PROFIL

2015

 

Comment l'artiste interroge-t-il l'identité numérique au travers de l'autoportrait du profane ?

Pour répondre à cette question ce mémoire se base sur un corpus principalement constitué d’œuvres et d’écrits sociologiques contemporains des vingts dernières années ; années retraçant l'évolution de la pratique de l'autoportrait et de l'identité corrélée à celle de l’internet. Des liens déjà existants indépendamment entre artistes et profanes dans la création de leurs autoportraits sont dans un premier temps détachés. Ceci permet d'établir les bases théoriques et plastiques de la création d'images de soi dans le cadre d'une quête identitaire. Des pratiques artistiques, dispositifs générant des images du spectateur, sont dans un second temps mis en lumière, révélant les enjeux identitaires sous-tendus dans l'utilisation des outils numériques.
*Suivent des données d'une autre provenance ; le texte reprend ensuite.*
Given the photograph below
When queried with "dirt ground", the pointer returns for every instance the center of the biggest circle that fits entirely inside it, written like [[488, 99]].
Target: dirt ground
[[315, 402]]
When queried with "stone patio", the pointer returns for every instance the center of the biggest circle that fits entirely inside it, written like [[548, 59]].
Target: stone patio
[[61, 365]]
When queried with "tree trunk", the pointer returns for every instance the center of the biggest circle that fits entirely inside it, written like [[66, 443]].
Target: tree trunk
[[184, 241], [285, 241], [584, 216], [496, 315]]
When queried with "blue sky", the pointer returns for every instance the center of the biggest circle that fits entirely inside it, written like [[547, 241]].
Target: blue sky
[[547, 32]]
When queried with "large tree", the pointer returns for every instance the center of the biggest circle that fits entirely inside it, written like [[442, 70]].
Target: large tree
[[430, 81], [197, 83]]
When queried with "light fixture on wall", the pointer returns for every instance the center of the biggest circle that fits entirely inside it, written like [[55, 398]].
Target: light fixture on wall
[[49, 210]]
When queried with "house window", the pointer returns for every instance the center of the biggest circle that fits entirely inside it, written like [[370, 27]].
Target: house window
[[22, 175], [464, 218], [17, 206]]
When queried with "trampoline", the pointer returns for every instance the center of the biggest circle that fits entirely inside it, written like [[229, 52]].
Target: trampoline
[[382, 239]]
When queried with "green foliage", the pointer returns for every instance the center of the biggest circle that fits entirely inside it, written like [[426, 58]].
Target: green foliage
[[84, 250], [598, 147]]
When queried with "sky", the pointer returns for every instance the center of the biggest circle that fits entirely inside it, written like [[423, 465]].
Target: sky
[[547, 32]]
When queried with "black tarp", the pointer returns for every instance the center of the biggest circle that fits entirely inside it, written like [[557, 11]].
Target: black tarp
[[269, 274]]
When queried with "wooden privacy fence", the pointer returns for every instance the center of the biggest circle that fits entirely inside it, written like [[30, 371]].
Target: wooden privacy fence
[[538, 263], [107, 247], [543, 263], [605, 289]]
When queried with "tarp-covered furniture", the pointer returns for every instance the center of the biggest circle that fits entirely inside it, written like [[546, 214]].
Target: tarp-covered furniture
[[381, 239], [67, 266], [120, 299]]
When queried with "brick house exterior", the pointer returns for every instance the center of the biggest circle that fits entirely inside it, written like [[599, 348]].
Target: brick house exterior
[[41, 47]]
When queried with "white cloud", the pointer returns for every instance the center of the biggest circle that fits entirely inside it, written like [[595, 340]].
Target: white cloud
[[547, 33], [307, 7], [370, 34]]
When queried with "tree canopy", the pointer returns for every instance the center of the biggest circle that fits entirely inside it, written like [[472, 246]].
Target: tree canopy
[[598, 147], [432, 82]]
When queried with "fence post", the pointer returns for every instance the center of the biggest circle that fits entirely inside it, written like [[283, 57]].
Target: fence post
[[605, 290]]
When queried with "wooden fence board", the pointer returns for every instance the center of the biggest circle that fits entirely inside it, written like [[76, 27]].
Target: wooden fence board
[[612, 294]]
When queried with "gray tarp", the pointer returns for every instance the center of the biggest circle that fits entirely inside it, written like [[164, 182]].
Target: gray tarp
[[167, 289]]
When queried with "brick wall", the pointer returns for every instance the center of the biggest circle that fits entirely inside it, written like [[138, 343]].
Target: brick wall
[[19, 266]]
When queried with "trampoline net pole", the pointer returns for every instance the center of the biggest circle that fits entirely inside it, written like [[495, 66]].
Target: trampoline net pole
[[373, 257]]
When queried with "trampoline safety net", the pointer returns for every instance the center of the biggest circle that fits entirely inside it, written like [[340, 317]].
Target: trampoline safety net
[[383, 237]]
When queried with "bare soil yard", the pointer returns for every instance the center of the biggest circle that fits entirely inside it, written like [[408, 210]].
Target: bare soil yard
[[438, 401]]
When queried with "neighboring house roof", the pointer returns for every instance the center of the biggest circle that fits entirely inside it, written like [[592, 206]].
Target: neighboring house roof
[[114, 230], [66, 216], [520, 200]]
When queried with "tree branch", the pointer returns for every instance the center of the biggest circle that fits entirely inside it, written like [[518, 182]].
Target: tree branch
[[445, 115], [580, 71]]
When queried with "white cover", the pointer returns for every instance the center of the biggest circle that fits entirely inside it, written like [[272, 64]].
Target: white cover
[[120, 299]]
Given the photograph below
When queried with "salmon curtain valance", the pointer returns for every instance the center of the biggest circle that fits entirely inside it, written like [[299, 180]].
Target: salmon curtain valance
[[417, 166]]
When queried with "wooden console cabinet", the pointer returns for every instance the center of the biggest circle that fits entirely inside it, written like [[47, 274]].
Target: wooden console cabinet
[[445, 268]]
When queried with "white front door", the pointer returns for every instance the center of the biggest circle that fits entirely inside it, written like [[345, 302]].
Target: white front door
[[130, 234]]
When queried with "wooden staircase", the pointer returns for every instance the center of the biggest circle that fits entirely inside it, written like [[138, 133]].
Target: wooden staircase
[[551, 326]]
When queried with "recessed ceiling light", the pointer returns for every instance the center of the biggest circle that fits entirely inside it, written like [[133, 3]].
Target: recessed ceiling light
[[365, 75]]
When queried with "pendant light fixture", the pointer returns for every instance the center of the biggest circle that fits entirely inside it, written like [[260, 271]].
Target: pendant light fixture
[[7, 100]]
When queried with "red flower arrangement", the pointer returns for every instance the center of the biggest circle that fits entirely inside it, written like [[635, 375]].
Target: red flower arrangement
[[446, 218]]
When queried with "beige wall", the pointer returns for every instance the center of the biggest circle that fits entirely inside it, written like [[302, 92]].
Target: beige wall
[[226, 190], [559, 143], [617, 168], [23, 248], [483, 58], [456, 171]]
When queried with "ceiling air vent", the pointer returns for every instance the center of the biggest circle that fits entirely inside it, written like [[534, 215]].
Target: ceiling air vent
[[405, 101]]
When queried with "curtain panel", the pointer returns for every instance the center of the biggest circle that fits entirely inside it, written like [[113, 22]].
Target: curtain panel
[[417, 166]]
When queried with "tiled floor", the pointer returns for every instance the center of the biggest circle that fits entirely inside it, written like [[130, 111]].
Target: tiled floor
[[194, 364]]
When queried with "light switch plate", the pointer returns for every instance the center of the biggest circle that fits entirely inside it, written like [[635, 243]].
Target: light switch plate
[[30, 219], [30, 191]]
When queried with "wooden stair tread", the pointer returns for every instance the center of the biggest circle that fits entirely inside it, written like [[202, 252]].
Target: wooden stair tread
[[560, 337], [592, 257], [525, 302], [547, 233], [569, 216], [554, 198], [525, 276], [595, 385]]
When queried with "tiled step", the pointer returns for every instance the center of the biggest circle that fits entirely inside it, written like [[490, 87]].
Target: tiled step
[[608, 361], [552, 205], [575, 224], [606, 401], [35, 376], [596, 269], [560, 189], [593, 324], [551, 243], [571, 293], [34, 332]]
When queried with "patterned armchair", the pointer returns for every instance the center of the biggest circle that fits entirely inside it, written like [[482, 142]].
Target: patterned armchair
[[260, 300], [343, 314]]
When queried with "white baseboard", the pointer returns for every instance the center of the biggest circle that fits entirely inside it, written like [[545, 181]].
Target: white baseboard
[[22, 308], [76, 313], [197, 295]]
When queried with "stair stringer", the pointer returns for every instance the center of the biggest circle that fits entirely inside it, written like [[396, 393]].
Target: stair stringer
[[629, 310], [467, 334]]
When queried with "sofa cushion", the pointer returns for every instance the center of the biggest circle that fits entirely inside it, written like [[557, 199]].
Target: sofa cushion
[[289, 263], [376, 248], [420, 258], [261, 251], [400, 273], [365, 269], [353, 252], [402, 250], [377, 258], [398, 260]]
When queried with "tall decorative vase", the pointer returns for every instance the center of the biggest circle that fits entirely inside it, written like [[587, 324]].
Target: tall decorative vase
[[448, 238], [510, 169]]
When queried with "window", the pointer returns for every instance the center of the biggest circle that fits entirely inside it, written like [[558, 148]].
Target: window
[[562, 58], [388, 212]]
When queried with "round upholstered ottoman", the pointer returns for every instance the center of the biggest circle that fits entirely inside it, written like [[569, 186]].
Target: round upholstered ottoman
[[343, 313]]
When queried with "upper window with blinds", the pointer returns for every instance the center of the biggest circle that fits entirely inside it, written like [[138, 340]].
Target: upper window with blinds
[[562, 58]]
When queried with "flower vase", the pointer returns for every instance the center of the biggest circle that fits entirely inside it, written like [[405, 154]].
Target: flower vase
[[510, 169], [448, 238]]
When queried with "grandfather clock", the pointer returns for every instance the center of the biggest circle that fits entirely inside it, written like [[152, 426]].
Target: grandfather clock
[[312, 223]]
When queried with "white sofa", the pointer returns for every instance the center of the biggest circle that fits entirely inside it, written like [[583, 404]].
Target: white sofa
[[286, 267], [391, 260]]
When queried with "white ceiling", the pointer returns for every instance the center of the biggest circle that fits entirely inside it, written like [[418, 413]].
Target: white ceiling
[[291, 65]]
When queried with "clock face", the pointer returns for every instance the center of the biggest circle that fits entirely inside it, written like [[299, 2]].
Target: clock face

Pour terminer, les artistes se réappropriant outils et images du profane dans une quête de leur propre identité sont convoqués.

 

Ces différentes démarches permettent de développer ce qu'englobe de façon plus large la pratique de l'autoportrait. Créer des dispositifs à vocation représentative, réutiliser des images ou encore des outils du profane, sont autant de positionnements qui s'intègrent dans ce genre artistique qu'est l'autoportrait aujourd'hui.